(1.) THIS is an application in revision by the defendant against the order of the District Judge, Pratapgarh, dated the 7th of December 1953 permitting the plaintiff unstamped document to be admitted in evidence on payment of penalty.
(2.) IN order to appreciate the point in Issue, it would be proper to narrate the facts in brief. The plaintiffs Tarachand and others brought a money suit against the defendant-petitioner on the basis of certain entries in their account-books. It was averred by them that on Kati Sud 1 Samwat 2008 corresponding to 31st of October 1951, the defendant settled with the plaintiffs his account whereby a balance of Rs. 1734/12/- was found outstanding against him. The defendant, therefore, executed a Khata in their account-books for the said amount and promised to pay interest on the said amount at Rs. 1 per cent per mensem. Thereafter, on Magh Vad 6 Samwat 2008 corresponding to 20th of November 1951, the defendant obtained a further loan of Rs. 8001/- at the same rate of interest and made an entry to that effect in the same Khata in his own hand. It was prayed that the defendant having failed to pay up the said loan, a decree for Rs. 11,045/6 with INterest pendente lite and costs be given against him. The defendant traversed the claim and raised several objections, one of them being that both the entries on which the suit was founded showed that they were unstamped acknowledgments, and therefore, they could not be admitted in evidence. The trial court has found that since there was a promise to pay interest, the entries come within the ambit of agreement and that they are admissible in evidence on payment of stamp duty, as provided in Schedule 1 Article 5 of the Stamp Act together with the penalty, as provided in Section 35 of the same Act. It is against this order that the defendant has come here in revision.

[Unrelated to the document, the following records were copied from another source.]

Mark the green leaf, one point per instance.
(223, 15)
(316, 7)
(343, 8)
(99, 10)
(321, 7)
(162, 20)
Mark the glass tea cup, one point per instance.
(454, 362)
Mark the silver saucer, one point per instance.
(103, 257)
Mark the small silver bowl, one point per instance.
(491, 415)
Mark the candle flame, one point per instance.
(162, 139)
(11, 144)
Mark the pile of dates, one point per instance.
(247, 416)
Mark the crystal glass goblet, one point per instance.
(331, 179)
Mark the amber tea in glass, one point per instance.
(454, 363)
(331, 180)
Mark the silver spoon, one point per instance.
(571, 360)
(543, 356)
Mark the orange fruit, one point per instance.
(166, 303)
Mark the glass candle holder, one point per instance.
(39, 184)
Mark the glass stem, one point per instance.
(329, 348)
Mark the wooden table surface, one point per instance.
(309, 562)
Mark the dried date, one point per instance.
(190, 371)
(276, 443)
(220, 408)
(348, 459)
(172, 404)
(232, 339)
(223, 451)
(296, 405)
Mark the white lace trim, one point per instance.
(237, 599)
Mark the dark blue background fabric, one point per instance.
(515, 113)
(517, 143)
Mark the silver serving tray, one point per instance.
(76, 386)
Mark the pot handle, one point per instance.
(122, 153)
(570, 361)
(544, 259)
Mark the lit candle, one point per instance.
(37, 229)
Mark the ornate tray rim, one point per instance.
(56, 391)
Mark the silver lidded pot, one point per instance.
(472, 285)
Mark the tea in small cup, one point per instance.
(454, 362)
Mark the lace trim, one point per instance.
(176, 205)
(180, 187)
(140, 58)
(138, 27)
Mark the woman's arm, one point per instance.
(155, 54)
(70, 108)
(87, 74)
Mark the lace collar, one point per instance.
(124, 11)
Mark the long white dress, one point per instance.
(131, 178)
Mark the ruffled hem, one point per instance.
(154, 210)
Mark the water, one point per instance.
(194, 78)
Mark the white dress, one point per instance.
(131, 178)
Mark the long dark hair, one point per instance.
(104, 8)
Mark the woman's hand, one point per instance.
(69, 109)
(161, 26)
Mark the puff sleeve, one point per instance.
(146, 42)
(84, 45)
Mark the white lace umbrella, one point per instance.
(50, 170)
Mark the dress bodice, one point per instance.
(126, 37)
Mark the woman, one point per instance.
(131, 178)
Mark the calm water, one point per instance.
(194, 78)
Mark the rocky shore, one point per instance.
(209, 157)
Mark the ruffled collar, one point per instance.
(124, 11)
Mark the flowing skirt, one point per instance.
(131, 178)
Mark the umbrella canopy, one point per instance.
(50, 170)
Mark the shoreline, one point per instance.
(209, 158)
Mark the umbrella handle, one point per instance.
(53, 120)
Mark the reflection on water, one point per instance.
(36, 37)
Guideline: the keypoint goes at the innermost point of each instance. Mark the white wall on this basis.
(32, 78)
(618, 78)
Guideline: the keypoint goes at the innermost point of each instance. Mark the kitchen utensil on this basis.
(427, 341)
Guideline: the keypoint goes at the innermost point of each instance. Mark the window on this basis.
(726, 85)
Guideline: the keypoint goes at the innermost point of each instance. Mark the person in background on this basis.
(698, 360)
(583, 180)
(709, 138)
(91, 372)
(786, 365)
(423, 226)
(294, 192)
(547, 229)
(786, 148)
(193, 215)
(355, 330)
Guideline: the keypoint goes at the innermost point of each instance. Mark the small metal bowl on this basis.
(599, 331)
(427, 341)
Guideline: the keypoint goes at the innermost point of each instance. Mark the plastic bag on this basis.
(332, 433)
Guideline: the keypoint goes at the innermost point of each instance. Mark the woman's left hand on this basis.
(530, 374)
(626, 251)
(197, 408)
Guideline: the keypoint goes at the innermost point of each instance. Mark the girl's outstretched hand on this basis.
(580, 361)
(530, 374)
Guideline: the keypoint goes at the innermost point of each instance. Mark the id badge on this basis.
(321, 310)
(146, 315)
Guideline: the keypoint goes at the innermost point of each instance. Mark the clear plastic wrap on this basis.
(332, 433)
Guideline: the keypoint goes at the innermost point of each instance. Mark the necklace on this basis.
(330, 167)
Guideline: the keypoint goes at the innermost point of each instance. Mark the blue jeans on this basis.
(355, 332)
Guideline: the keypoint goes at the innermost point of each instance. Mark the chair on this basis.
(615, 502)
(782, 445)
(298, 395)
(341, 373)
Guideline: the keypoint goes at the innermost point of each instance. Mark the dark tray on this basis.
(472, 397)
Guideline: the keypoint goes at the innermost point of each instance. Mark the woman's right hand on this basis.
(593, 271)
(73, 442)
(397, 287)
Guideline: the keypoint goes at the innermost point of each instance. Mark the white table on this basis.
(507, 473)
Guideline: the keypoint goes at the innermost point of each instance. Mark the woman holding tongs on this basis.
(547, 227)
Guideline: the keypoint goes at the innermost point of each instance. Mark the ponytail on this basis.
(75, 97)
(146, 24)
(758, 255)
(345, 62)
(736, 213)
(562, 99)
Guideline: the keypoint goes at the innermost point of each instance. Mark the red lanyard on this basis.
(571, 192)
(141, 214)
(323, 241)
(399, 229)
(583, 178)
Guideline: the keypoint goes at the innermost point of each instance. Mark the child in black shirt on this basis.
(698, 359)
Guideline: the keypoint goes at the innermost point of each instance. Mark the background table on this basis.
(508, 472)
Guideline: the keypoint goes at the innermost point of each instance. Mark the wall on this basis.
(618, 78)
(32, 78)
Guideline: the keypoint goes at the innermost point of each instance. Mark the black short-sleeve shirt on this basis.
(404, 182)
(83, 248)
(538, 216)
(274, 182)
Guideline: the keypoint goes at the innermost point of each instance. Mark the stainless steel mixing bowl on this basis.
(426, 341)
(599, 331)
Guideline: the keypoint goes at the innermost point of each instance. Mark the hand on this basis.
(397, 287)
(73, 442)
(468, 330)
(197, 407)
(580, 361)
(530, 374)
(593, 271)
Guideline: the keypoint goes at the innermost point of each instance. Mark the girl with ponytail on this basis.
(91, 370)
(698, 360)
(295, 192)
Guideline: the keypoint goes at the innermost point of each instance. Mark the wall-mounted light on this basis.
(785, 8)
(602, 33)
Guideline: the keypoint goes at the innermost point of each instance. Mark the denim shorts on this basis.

(3.) LEARNED counsel for the applicant has drawn our attention to another Pull Bench case of the Allahabad High Court in Ram Prasad Ram Kumar v. Parshottam Halwai, AIR 1933 All 256 (I ). In that case, there was an acknowledgment of debt and above that acknowledgment, there was an entry in that book to pay interest. It was held that it was a mere acknowledgment of debt and stamp duty was to be paid only as such. It may be pointed out that this case does not help the petitioner because the learned Judges were of opinion that the entry containing the rate of Interest written above the acknowledgment was not in the handwriting of the debtor, nor was it signed by him and, therefore, they were of opinion that it was possible that the creditor himself might have written it out and the debtor may have had no information at all if there was a stipulation for payment of interest, It is obvious that the learned Judges did not consider the condition about payment of interest as integral part of the document sued upon and it was for that reason that they held it to be an acknowledgment. , This does not mean that the learned Judges would still have held it to be an acknowledgment if the condition about the payment of interest were included in the acknowledgment itself.